If not, things could get more drastic. Such a president in such a predicament would not be the first to blow off a recalcitrant court. When he didn’t like the Supreme Court protecting Native American tribal lands from the incursions of state legislatures, Andrew Jackson famously responded to their ruling by exclaiming, "John Marshall has made his decision, now let him enforce it!" – knowing full well, of course, that that would be impossible. But such constitutional meltdowns – even for the right reasons – can come at some considerable cost, not least to public respect for the rule of law.
And all of that may be something close to a best case scenario, absent a Kennedy defection from the Dark Side. These cats have been waiting in the wings for this moment, anxiously and with ill humor, for a long, long time. Moreover, after this term, they’ve tasted blood. Civil rights is just about toast already. Campaign finance reform is gutted. Criminal justice jurisprudence is headed back to the days of the stockade and guillotine. Corporate power is rising to a level that might shock Andrew Carnegie.

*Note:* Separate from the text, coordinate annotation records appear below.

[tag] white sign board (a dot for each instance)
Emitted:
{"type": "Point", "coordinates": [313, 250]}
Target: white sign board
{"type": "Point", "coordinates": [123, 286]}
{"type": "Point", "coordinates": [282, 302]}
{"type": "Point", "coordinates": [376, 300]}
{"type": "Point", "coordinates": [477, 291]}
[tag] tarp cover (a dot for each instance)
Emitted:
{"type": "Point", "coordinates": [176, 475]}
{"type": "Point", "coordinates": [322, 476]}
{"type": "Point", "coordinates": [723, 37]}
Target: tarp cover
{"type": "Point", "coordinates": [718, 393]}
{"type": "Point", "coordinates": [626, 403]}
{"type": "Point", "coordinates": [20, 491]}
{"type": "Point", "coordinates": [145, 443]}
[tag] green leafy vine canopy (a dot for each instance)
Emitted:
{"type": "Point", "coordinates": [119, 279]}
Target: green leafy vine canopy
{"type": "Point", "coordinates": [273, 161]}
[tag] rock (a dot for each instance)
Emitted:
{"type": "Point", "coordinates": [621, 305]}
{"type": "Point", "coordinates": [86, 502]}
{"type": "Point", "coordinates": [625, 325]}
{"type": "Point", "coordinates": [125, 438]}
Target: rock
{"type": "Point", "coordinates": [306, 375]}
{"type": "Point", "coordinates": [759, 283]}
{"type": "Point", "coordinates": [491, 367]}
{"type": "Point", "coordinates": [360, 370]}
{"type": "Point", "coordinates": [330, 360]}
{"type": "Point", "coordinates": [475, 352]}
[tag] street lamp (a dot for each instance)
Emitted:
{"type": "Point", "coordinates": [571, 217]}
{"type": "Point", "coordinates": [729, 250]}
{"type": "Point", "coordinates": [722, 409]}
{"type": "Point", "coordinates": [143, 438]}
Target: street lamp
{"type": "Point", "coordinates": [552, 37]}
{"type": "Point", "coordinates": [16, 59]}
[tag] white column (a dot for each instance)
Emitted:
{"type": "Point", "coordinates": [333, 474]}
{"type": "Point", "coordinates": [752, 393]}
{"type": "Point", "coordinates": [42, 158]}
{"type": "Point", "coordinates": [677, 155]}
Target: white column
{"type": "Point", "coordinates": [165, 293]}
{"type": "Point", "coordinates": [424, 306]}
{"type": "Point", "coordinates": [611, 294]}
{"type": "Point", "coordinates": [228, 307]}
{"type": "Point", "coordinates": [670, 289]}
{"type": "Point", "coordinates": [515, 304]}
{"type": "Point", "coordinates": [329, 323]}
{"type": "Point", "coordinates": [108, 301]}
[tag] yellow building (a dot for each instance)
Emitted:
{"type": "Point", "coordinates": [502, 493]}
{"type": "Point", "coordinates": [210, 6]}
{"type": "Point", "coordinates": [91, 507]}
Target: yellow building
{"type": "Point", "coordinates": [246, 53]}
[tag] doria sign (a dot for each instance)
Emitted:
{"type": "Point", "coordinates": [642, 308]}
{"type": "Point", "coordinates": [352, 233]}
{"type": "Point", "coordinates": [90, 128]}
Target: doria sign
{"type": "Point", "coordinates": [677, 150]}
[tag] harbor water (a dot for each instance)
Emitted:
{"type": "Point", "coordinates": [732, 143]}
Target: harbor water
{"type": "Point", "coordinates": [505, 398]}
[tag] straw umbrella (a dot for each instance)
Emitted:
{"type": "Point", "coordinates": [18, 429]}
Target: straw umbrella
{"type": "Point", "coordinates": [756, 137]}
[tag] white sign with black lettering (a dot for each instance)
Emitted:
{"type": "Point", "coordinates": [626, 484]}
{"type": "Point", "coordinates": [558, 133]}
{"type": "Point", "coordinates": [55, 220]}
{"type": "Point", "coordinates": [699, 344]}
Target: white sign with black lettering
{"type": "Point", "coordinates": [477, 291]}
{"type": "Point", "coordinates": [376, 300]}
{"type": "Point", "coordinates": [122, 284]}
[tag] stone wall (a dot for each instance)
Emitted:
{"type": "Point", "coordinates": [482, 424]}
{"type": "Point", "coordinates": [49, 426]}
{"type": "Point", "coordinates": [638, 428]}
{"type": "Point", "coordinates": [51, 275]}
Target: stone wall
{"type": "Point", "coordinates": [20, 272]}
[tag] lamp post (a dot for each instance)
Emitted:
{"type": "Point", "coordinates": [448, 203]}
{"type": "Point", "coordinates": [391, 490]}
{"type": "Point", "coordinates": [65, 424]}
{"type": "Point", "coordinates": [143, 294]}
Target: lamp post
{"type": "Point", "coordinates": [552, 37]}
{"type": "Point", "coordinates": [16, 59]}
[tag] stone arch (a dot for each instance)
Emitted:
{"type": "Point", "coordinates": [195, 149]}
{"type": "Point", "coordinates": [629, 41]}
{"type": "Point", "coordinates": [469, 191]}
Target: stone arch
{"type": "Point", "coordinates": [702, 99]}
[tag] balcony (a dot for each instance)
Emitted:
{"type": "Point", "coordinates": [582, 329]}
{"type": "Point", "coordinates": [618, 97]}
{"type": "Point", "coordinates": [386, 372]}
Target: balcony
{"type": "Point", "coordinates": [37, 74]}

And that’s just the beginning. Look out Roe. Look out civil liberties. Look out congressional oversight of the executive branch. Remember when the cops used to beat people in New York while laughing, "It’s Giuliani Time!"? Well, welcome to Scalia Time. It ain’t gonna be pretty, no matter how it goes down. The only question may be how bad it gets.
On the other hand, judicial regressivism is likely to be even less popular in America than has been its overtly political cousin, especially since the former will be following on the noxious heels of the latter. A Supreme Court which matches George Bush every step of the way in terms of both its bad politics and its obstinance could find itself facing some serious public wrath, particularly after a belly-full of eight years of the same from Bush. We may well need to make our policy preferences strongly known to this ‘non-political’ branch of government so immersed in politics, and so political in its decision making.
After Gerry Ford proclaimed that "our long national nightmare is over", he followed that famous lines with these words: "Our Constitution works; our great Republic is a government of laws and not of men. Here the people rule."
Methinks we may have yet another chance to test that proposition in the near future.